Johnny Dynamite is another 3DS platform with the kind of gameplay you would expect from typical mobile platformers. However, Johnny Dynamite expands on this formula with unique features and added challenges, creating a more unique and fun experience. Its faults are small in numbers and much of what it does is better than other platformers it may be competing with. That being said, I will start with the visual and auditory aspects of the game.
Visually, this game could best be described as “fine.” There is nothing overtly spectacular about the graphics. The main character design is somewhat bland. Enemies have plenty of differences between their designs, yet they all have a similar flavor to them. However, none of this detracts from the game in any way. Similarly, the colorful backgrounds of each stage are often difficult to notice and appreciate during the fast pace of each level, but they add a nice touch nonetheless.
Perhaps my biggest complaint about Johnny Dynamite is its music and sound effects. While the upbeat music tends to match the fast pace of gameplay, the arrangement leaves much to be desired and becomes a pain to listen to fairly quickly. Interestingly, the game provides the option to play with the music off while still playing all of the various sound effects. However, most sound effects are equally as annoying and fail to add much to the gameplay. As no auditory cues are important in the progression of the game, I would recommend playing it with your 3DS’ sound turn off. All that being said, the other features of Johnny Dynamite make these few aesthetic errors well worth overlooking.
On the surface, Johnny Dynamite’s gameplay is simple and fairly self-explanatory. The objective is to collect every stick of dynamite, jetting through the air to do so, completing each level upon collecting all of the dynamite. The player character has an unlimited supply of dynamite to throw for the purpose of blowing up enemies and occasionally solving puzzles (more on that later). While most levels come with their own set of enemies to fend off, defeating all the enemies is never a requirement for beating a level as long as the player can collect all of the dynamite without killing the enemies. The player also plays with a time limit, encouraging quick thought and action, with the player scoring between one and three stars based off of their speed. The bottom screen conveniently tells the player how fast they will need to complete the level to earn whichever amount of stars.
As the player progresses through the game, they are met with new challenges, encouraging new strategies with each coming level. The player may have to alter their timing in order to avoid electric lasers which work on a timer. They may have to throw dynamite at otherwise inaccessible buttons in order to deactivate otherwise indefinitely active electric lasers. They will have to position themselves properly in order to kill defensive enemies without getting hit themselves (as any hit from an enemy or hazard is instant death). They will have to activate their jet thrusters at just the right time as to collect all the dynamite without falling into a pit of spikes. In short, this game adds a lot onto its surface level game mechanics, and comes with 54 fun-packed levels for the player to enjoy.

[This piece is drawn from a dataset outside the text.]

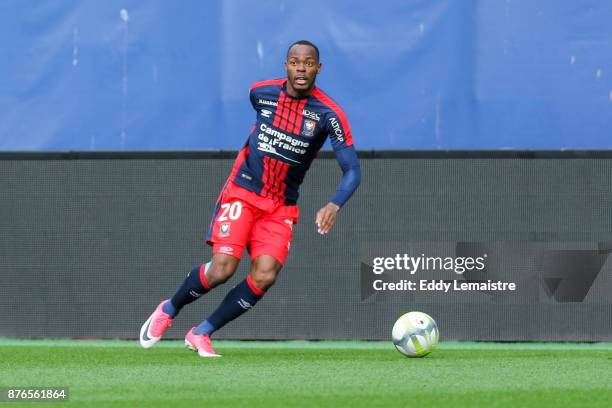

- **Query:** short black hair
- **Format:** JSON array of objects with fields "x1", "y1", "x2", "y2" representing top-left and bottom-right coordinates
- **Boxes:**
[{"x1": 287, "y1": 40, "x2": 319, "y2": 61}]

One of my favorite features of this game convenience-wise is its lack of tutorials. Rather than telling the player how to play, the game either shows them or allows them to figure it out for themselves. Because of its control scheme being limited to moving and activating jet thrusters, Johnny Dynamite simply passively shows the necessary controls on the top screen as the player is beginning the game. The game never explicitly tells the player their objective, but instead puts them in a fairly easy starter level and allows them to determine the goal themselves. In fact, players are faced with these easier, tutorial-esque levels every time a new game mechanic is introduced, allowing players to learn the ins-and-outs of the game without their hand being held by the game throughout the experience.
One final feature that needs recognition is Johnny Dynamite’s level creator. All level designs are solid, yet simply, and as a result, players are given the option to create levels themselves. Johnny Dynamite comes with slots for twenty-four player created levels, allowing for players to create and share enough levels for their own mini-adventure. Selecting enemies and obstacles, as well as placing dynamite sticks is easy to do, allowing players to express their creativity in fun ways. These levels can then be shared via QR codes, adding a social aspect to the game as players share their own personally created stages.

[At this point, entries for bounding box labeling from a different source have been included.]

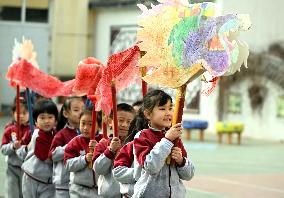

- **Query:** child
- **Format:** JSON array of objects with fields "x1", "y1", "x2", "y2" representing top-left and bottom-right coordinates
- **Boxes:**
[
  {"x1": 48, "y1": 96, "x2": 84, "y2": 198},
  {"x1": 132, "y1": 100, "x2": 143, "y2": 112},
  {"x1": 22, "y1": 99, "x2": 58, "y2": 198},
  {"x1": 64, "y1": 108, "x2": 101, "y2": 198},
  {"x1": 133, "y1": 90, "x2": 194, "y2": 198},
  {"x1": 113, "y1": 108, "x2": 148, "y2": 198},
  {"x1": 1, "y1": 99, "x2": 31, "y2": 198},
  {"x1": 93, "y1": 103, "x2": 135, "y2": 198}
]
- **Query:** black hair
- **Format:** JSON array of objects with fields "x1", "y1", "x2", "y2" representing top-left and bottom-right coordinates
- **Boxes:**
[
  {"x1": 80, "y1": 106, "x2": 102, "y2": 130},
  {"x1": 124, "y1": 90, "x2": 172, "y2": 144},
  {"x1": 12, "y1": 97, "x2": 28, "y2": 113},
  {"x1": 33, "y1": 99, "x2": 58, "y2": 121},
  {"x1": 109, "y1": 103, "x2": 135, "y2": 118},
  {"x1": 56, "y1": 96, "x2": 84, "y2": 131},
  {"x1": 13, "y1": 91, "x2": 27, "y2": 106},
  {"x1": 132, "y1": 100, "x2": 143, "y2": 107}
]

All in all, Johnny Dynamite lacks serious flaws and comes with a whole lot of features which make it stand out among other games of its genre. The main campaign makes for a great game to pick up and play on the go, and the level creator is equally as good for players who are able to sit down and fine tune whatever kind of level they desire to make. Johnny Dynamite is a great title for anyone looking for a twist on the typical platformer formula.